Not even Martin Scorsese loves “Oh… Rosalinda!!” That’s the territory we’re treading with this month’s Unloved. I’ve heard arguments that all of Michael Powell & Emeric Pressburger’s ’50s work lacks the charm that made them beloved figures of then-contemporary cinema and cult figures in the decades that followed, but I’ve never believed it.
Like George A. Romero before me, I see the later works of The Archers, for that was how they were known collectively, as being dabbed with a cologne of their distilled essence. So light, so sweet, so breathtakingly singular in its loveliness. Say what thou wilt about Rosalinda, but no one else on earth could have made it, and though there’s nothing critics love more than putting a new comedy right back in the box for store credit, I find all of the late Powell movies terrific (well… maybe not his Australian movies).
The peculiarity begins with its title, though it was also known by the name of the comic opera on which it’s based, Die Fledermaus, no help from obscurity. Two different sets of punctuation is a great way to make sure no one bothers learning the proper order of them, or indeed how best to pronounce the title.
David Cairns, friend and hero: “A ballet/operetta movie based on “Die Fledermaus” but updated to four powers Vienna, with the Bat, played by Anton Walbrook, functioning as a black marketeer and general fixer — a singing Harry Lime, if you will — this movie could actually qualify as the weirdest thing the Archers ever attempted. And it’s generally regarded as a complete failure…. “
Here he describes seeing the film in the company of editor Thelma Schoonmaker, the late Powell’s husband, and cinematographer Christopher Challis:
“Thelma took the stage and told us that when Scorsese and Powell first started spending time together, Scorsese would look through Powell’s collection of memorabilia, and every now and then would find a lobby card or image from “Oh… Rosalinda!!” Anton Walbrook dressed as a bat… “‘What’s this?’ he’d ask, and Michael would look abashed and hide the image and say, ‘Oh, nothing, nothing…’”

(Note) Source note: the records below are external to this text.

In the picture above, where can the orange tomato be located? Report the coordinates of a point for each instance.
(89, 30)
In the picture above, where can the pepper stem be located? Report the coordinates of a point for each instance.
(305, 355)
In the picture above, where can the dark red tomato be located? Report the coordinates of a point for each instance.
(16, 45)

Not even the Archers themselves seemed to have been proud of it, but as David points out the film is part of a trilogy of whizzbang theatrical pictures, in which opera and reality fuse like watercolors on canvas. “Rosalinda” may be the featherweight, “Hoffmann” the heavy, and both sit on the fulcrum that is “The Red Shoes,” about which it could be said is the greatest movie of all time without ruffling too many feathers, but to be in that company is no joke. Every time I watch “Rosalinda,” I expect to see it fizzle the way so many before me have, but I’m riveted each time. Do with that what thou wilt.